I get up, to leave, because he’s really touching a nerve right now and I’m dangerously close to doing something insanely stupid, like trying to fling him off of the roof. Wrapping my arms around my chest, my fishnet-covered feet trudge a few steps toward the door back down to my apartment when his voice calls out. “I get it.”

I stall, turning around. “Do you?”

“Mimicry,” he says, swinging around to face me. “You be whoever they need you to be.”

Exactly.

“And I didn’t mean to hurt you when I said you were broken,” he continues. “It’s just a word, you know. Broken. Just a f*cking word. Hell, you can call me broken if you want. You can call me anything.”

“Except Scar?”

He reacts as soon as I say it, body tensing, hands clenching in his lap. “You can call me that, too, if that’s what you really want. Doesn’t make a bit of damn difference.”

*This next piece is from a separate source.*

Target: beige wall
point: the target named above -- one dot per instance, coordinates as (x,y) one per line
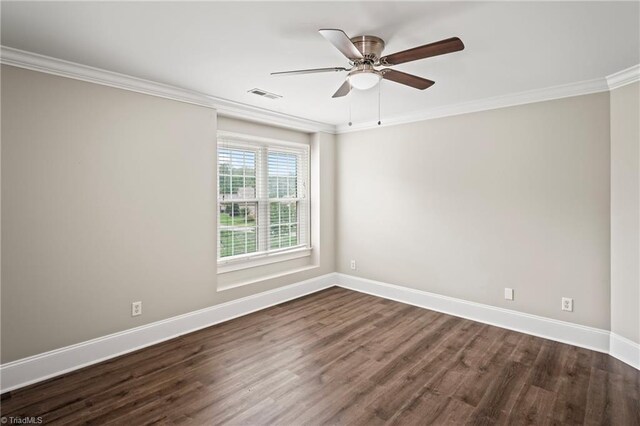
(467,205)
(108,197)
(625,211)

“You say that as you make fists, like you want to punch me for it.”

“Maybe I do,” he says, standing up, strolling toward me. “Doesn’t mean I’m going to, though. It’s a free country, Scarlet. Choose your own adventure. If you’d rather keep bending over for with these yellow-bellied motherf*ckers, I won’t begrudge you for it. But if you want to try something else, I’m sure I can find a place for you.”

“I won’t f*ck you.”

“We’ve already f*cked.”

“I mean I won’t be your whore,” I say. “So don’t think I’m some thing you can just have or use or pass around. Nobody touches me without my permission, so don’t think—”

“I don’t think it,” he says, cutting me off. “Wasn’t my intention. You’ve got other assets, you know… * isn’t the only thing you’ve got going for you.” He grabs my wrist, pulling my arm up, his thumb pressing against the pulse point beneath my tattoo. I can tell it annoys him, not knowing what it stands for. “You’re smart… stealthy… sharp... am I even getting close?”

I shake my head.

His cheek twitches. “Regardless, you are. You’re slick, Scarlet, and I don’t mean that in the wet * kind of way, although, well…” He pauses as he looks me over, like he’s lost his train of thought, before he shakes it off, letting go of my wrist. “I’m just saying sex isn’t all you’re good for. You don’t want to f*ck me? That’s fine. Under no circumstances is f*cking me a requirement. But I’ve seen what you’re capable of. So maybe you’re right, about being a woman. I don’t know, because I’m not one. Maybe, to make it on these streets, you need someone in your corner. In that case, you need to reassess who that someone is, because if they’re not taking you seriously, Scarlet? If they don’t see you for the threat you are? They’re doing you no goddamn good, because when trouble comes, they buckle, baby. They’re the ones who aren’t strong.”